HKSAR v Chu Chi Ho
Court of Appeal
Criminal Appeal No. 28 of 2016
Yeung V-P, Poon and Pang JJA
3 August 2017

Recent complaint – question of whether recent complaint admissible where offence charged not sexual offence but act underlying it was – however, evidence in present case not of recent complaint as opposed to evidence of state of mind – admitting evidence as recent complaint was error but did not cause any miscarriage of justice – proviso applied

D was convicted after trial on a charge of misconduct in public office, the particulars of which were that he, being the holder of a public office, namely a police sergeant, on or about 28 May 2014, in a room in Temple St, Yau Ma Tei, “in the course of or in relation to his public office, without reasonable excuse or justification, wilfully and intentionally culpably misconducted himself by – (a) revealing his police identity and thereby procured sexual services from X; and (b) threatening the said X to leave the territory of Hong Kong within 3 hours on [28 May 2014], otherwise [she] would be subject to detention for seven days.” X, a mainland Chinese woman who came to Hong Kong to work as a prostitute, returned to mainland China.
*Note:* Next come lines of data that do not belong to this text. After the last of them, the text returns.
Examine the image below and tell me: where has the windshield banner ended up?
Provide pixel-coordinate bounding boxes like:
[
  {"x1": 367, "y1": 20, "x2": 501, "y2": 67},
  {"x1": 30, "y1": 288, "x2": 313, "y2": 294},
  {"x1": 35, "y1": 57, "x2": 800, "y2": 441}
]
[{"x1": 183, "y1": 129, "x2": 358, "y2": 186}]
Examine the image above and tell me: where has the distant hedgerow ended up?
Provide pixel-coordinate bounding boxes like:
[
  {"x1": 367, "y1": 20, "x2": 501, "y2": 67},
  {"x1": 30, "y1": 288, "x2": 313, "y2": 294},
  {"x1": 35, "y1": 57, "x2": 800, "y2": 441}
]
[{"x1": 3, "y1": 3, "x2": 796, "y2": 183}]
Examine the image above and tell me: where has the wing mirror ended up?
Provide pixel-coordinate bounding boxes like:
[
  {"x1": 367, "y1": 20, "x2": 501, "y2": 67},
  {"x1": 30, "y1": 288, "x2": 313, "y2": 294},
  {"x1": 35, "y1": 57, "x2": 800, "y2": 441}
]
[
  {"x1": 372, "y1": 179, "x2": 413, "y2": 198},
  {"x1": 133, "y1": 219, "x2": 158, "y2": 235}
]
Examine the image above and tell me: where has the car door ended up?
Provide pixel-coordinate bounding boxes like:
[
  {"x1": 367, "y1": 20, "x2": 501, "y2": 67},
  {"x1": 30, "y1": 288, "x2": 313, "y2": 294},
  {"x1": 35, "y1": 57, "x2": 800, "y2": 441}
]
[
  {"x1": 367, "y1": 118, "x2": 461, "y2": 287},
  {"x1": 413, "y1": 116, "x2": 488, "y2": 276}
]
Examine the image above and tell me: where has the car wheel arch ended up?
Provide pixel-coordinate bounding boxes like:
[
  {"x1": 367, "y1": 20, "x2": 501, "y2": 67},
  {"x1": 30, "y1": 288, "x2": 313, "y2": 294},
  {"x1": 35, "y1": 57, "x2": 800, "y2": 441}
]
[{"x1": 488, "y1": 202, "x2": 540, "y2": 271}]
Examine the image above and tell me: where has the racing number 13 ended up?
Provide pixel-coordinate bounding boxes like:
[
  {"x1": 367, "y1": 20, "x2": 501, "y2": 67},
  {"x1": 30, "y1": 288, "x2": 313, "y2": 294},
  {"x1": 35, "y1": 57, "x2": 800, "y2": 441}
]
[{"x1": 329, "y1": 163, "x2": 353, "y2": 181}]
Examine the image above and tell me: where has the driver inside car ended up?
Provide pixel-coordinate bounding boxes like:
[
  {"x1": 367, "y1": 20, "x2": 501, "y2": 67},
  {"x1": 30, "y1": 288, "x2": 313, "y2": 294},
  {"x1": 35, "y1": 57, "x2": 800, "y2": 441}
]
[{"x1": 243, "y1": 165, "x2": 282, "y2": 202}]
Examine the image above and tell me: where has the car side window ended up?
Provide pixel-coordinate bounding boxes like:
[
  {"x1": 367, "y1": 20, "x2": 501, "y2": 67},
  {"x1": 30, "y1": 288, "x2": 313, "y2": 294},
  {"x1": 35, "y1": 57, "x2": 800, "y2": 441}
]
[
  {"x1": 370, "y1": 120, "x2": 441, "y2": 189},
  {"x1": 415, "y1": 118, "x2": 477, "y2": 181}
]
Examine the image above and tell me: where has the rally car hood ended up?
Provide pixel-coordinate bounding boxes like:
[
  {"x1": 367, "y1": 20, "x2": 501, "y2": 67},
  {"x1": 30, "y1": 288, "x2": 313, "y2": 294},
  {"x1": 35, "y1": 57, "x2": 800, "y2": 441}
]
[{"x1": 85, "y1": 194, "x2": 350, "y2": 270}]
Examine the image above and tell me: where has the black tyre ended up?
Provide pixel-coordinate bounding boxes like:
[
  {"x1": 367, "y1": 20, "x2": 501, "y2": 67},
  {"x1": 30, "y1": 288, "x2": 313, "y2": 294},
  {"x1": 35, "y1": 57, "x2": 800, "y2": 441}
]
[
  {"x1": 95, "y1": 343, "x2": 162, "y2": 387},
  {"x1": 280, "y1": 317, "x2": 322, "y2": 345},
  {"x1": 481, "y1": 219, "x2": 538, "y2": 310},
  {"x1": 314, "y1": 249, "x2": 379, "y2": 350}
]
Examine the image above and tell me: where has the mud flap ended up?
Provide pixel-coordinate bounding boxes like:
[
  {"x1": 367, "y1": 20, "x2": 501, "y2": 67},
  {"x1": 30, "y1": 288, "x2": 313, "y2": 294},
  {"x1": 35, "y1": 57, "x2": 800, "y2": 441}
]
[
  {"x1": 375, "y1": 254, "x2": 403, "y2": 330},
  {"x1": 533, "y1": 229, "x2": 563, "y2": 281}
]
Evidence was adduced of X having, once back on the Mainland, given “L”, from whom her room in Hong Kong was rented, an account consistent with her allegation against D, and of L telling X that she need not be scared and should come back. What X had told L, it was argued on D’s behalf in his appeal against conviction, did not amount in law to a recent complaint and was inadmissible.

Held, dismissing the appeal, that:

  • The respondent relied on the case of R v Kovacs decided by the Queensland Court of Appeal for the proposition that the recent complaint rule extended to cases in which the offence charged was not a sexual offence but the act underlying it was a sexual offence. In the present case, the underlying act would be that of procuring an unlawful sexual act by threat, contrary to s. 119 of the Crimes Ordinance (Cap. 200) in respect of which consent was a non-issue. The offence contrary to s.119 was a sexual offence. However, on the limited material which the Court had, a recent complaint had always gone hand in hand with situations where a lack of consent on the part of the victim was essential to proof of the offence (eg, rape) or where the victim’s consent was no defence, because the law did not recognise his or her consent as effective consent (eg, unlawful sexual activity with the underaged or mentally incapacitated). In none of the material before the Court had this exception to the exclusionary rule been applied where the victim was capable of giving effective consent, who did give consent, but whose consent was incapable of negating the offender’s liability.
  • Even if the Court were to apply R v Kovacs, given the particular nature of the alleged sexual misconduct in the present case, the Court was not prepared to hold that the telephone conversation between X and L was admissible as evidence of a recent complaint. The Deputy Judge could have admitted it – or at least a version of it – as evidence of state of mind to explain X’s return to Hong Kong just hours after her departure, but he was wrong to admit it under the head of recent complaint.
  • The circumstantial evidence being all one way and the Deputy Judge, fully attuned to the evidence, being satisfied that all the prosecution witnesses were credible, his error regarding recent complaint did not result in any miscarriage of justice, and the appeal should be dismissed by applying the proviso.